Levons tout de suite le suspens. La Cour n’a pas annulé ce décret, ni totalement ni partiellement. Cet arrêt est toutefois instructif à divers égards. Il ne sera pas possible d’aborder tous ces points d’attention dans cette seule news. Nous vous donnons dès lors déjà rendez-vous prochainement pour poursuivre l’analyse complète.
Libre choix du bailleur
Si le bailleur dispose du libre choix du preneur, ce droit n’est pas sans limite. Il ne l’autorise pas à discriminer. Le législateur décrétal a donc dressé la liste des renseignements qui peuvent être demandés en vue de conclure un bail d’habitation.
Le décret dresse la liste des informations que le bailleur peut demander aux différents candidats locataires. Brièvement, ces informations sont les suivantes : 1° nom et prénom du ou des candidats preneurs, 2° un moyen de communication, 3° l’adresse actuelle, 4° la date de naissance, 5° la composition de ménage, 6° l’état civil (marié ou cohabitant légal), 7° le montant des ressources financières, 8° la preuve de paiement des trois derniers loyers.

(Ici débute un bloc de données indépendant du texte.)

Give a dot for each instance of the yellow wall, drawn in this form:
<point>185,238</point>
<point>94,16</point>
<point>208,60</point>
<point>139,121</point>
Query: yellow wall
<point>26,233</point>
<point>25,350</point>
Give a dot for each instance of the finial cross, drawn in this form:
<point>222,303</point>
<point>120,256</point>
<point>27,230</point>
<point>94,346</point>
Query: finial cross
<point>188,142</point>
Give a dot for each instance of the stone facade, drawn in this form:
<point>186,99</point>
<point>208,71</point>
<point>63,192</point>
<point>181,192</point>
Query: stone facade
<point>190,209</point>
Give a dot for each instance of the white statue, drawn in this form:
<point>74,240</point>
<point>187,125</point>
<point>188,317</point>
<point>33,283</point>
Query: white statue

Pour un récapitulatif de ce qu’il est permis de demander dans chacune des trois régions, voyez notre précédente news.
Les renseignements problématiques
La composition de ménage
Le candidat preneur peut bien entendu présenter le document délivré par l’administration communale. Au contraire, le bailleur ne peut en exiger la production. C’est en réalité une évidence. La situation du candidat preneur qui y serait renseignée peut ne pas correspondre à la réalité: premier emménagement, séparation, famille recomposée….

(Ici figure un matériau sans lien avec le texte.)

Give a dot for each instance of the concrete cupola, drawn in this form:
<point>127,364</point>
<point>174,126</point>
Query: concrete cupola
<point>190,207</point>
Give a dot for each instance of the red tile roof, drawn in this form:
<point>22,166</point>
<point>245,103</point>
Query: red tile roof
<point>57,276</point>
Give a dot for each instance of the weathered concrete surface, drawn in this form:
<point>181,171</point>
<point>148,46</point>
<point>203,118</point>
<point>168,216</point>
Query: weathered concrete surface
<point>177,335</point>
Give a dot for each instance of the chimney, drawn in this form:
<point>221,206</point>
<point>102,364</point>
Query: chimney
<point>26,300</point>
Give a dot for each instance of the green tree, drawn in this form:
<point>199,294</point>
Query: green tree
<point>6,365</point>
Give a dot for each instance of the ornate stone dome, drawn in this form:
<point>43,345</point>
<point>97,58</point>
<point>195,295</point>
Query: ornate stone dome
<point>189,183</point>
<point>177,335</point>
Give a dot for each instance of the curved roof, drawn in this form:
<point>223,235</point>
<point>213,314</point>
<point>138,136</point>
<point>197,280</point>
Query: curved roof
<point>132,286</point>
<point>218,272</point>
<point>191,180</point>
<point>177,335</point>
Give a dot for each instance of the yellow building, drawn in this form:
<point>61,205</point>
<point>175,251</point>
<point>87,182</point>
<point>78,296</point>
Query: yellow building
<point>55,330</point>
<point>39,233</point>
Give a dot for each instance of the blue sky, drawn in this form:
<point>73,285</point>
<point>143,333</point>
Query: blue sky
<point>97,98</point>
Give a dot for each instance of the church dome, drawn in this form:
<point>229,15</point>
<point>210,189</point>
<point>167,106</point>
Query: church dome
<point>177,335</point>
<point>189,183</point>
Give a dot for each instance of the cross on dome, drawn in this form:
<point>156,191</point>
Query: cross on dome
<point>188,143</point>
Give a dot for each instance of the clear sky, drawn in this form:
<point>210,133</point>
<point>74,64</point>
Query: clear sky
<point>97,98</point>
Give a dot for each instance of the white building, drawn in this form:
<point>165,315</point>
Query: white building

Par cette disposition, le législateur permet – uniquement – au bailleur de contrôler le nombre d’occupants pour éviter un surpeuplement du logement.
Les ressources financières
La difficulté porterait sur un risque de discrimination fondé sur la source des revenus.

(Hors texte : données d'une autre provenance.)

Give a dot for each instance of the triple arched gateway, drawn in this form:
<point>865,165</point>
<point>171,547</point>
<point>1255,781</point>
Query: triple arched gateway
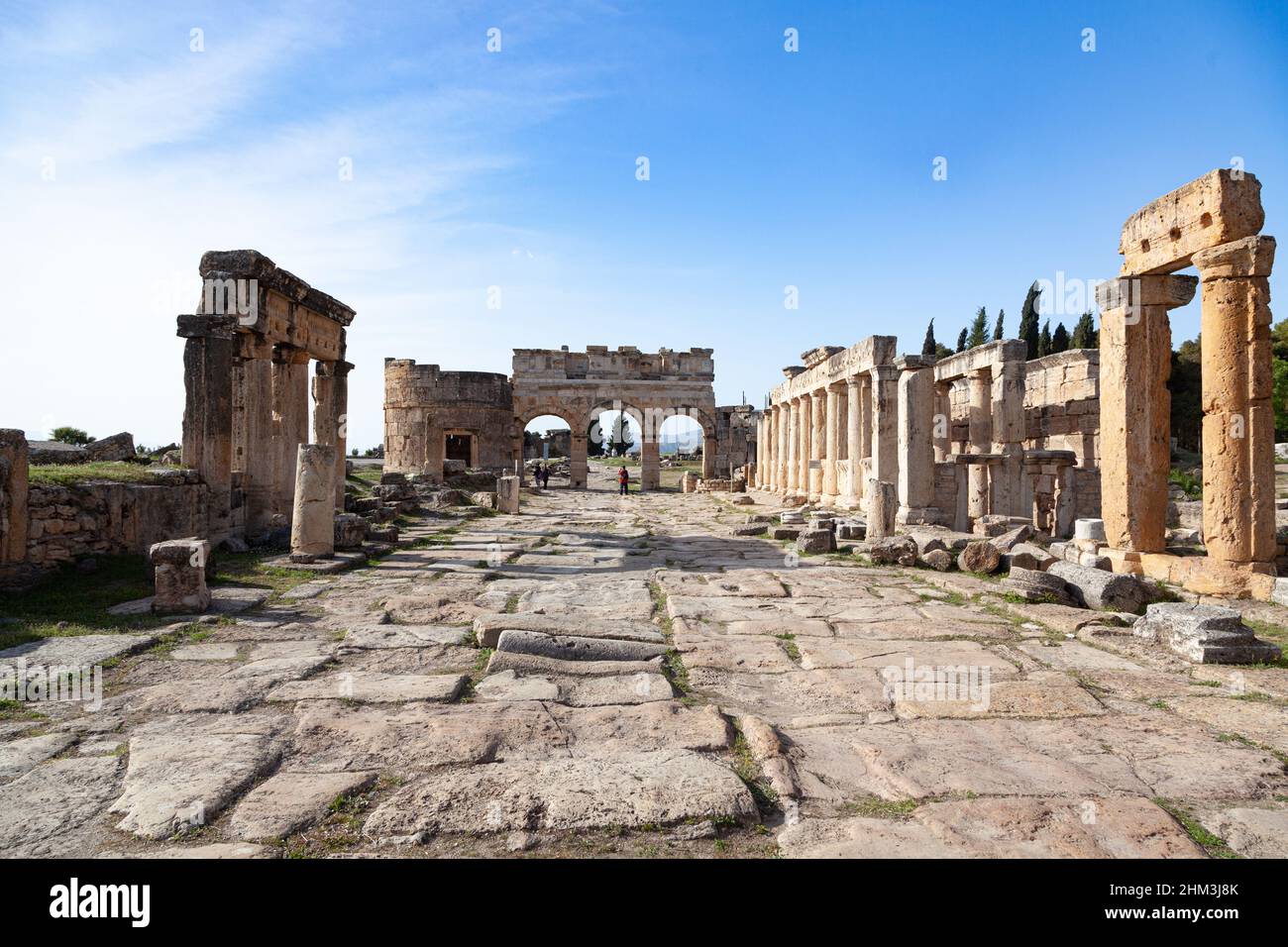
<point>434,416</point>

Lors de l’élaboration du décret, le législateur a cependant pris soin de préciser que le bailleur peut s’enquérir du montant des revenus mais non de leur nature. Le bailleur ne peut cependant exiger du candidat preneur des renseignements sur la nature, l’origine de ses revenus. Ce dernier est libre de justifier du montant de ses revenus sur base « de tout document fiable ».
La preuve du paiement des trois derniers loyers
Il est évident que, pour le bailleur, la fiabilité du candidat preneur, outre sa capacité à honorer ses obligations, est un élément essentiel. S’il dispose de moyens financiers importants mais qu’il n’a pas pour habitude de payer régulièrement son loyer, ce candidat preneur n’est probablement pas idéal. À l’estime de la Cour, l’autorisation donnée au bailleur de demander la preuve du paiement des trois derniers loyers est pertinente. Il appartiendra au candidat preneur d’expliciter les motifs pour lesquels il ne peut fournir cette preuve.
Et d’autres données encore?
La liste des informations de l’article 6, alinéa 2, du décret Régional Wallon est exhaustive. Cependant, l’alinéa 3 du même article 6 permet au bailleur d’exiger d’autres données. Le législateur a encadré strictement cette demande d’informations complémentaires. Des « motifs sérieux et proportionnés avec la finalité poursuivie » doivent le justifier.
Conclusion de la Cour constitutionnelle
Pour la Cour, le décret « relatif au bail d’habitation » d’une part rencontre l’objectif du législateur – créer les conditions propices à l’instauration d’un climat de confiance entre les parties au bail – et d’autre part offre une meilleure protection au candidat preneur – limitation du droit du bailleur de solliciter des informations – qui n’était auparavant nullement encadrée par la législation fédérale relative au bail de résidence principale.
Le décret respecte en outre le droit au logement reconnu par l’article 23 de la Constitution et l’article 8 de la Convention européenne des droits de l’homme garantissant à toute personne le droit au respect de sa vie privée et familiale.
Ons advies:
Pour choisir un locataire, le bailleur à le droit de solliciter divers renseignements. L’exercice de ce droit ne peut le conduire à discriminer. Un motif sérieux doit justifier la demande de renseignements non listés à l’article 6, alinéa 2, du décret du 15 mars 2018.